The skyscrapers, dams, and bridges are representations of what may be some unknown part of some unknown conscious entity, according to Hoffman. Hoffman does not believe consciousness is exclusive to human beings.
We know there are such things as conscious entities because we're conscious entities. We have no evidence that there exist such things as non-conscious entities, and Occam's razor says we shouldn't take their existence on faith.
Conscious realism is the subject of one single chapter out of a whole book of proofs that realism is false. Hoffman states in the book that he put the section on conscious realism at the end because he doesn't want people to over-focus on it. This is just a proposed model and he hasn't put a lot of study into fleshing it out and testing it, in comparison with his work disproving realism.

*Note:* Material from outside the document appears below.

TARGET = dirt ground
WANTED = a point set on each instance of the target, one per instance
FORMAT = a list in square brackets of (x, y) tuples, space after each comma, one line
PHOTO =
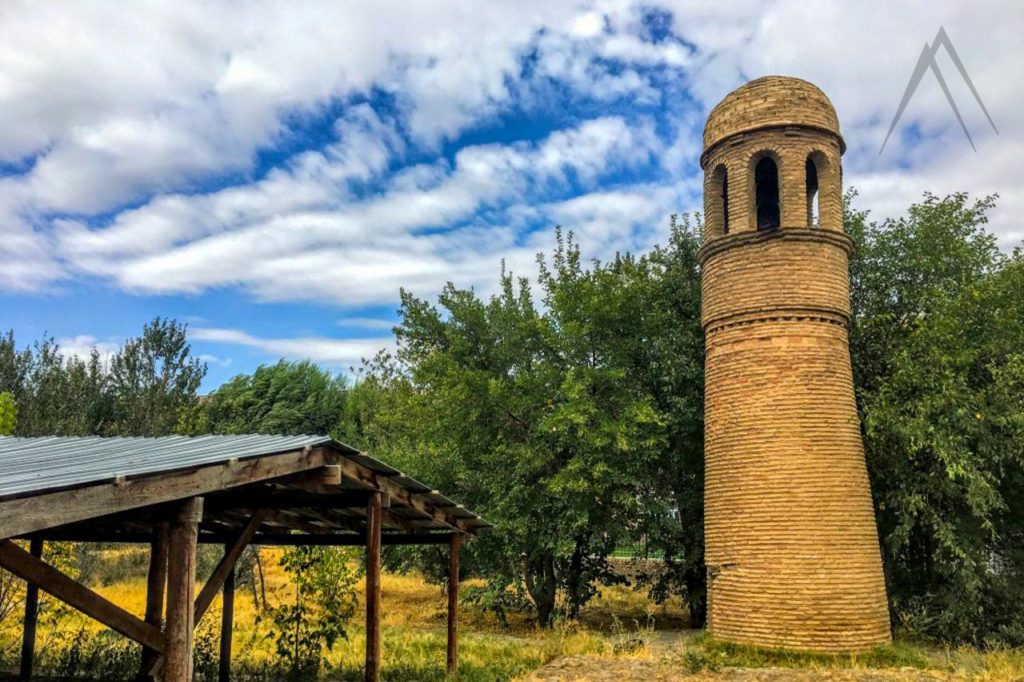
[(595, 669)]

He suggests conscious realism only because he knew that some people aren't going to buy a single thing he says if he can't present an alternative theory. His primary goal was to refute the existing theory. He's a cognitive scientist, not a philosopher. He just wanted to prove that brains don't represent truth, because that's cognitive science. He's not in the business of inventing worldviews, he's just in the business of one narrow corner of science.
Hoffman explored these questions as an answer to the hard problem of consciousness: how can neurons give rise to consciousness. Hoffman says they don't. It's the other way around.
I find unrealism valuable because it makes my chaos magic stronger and lets me do more to help trans people. I also think the revolution must be unreal in order to effect lasting change. Realism was used to justify cultural genocide of indigenous ways of thinking. That's crap and we should stop doing that.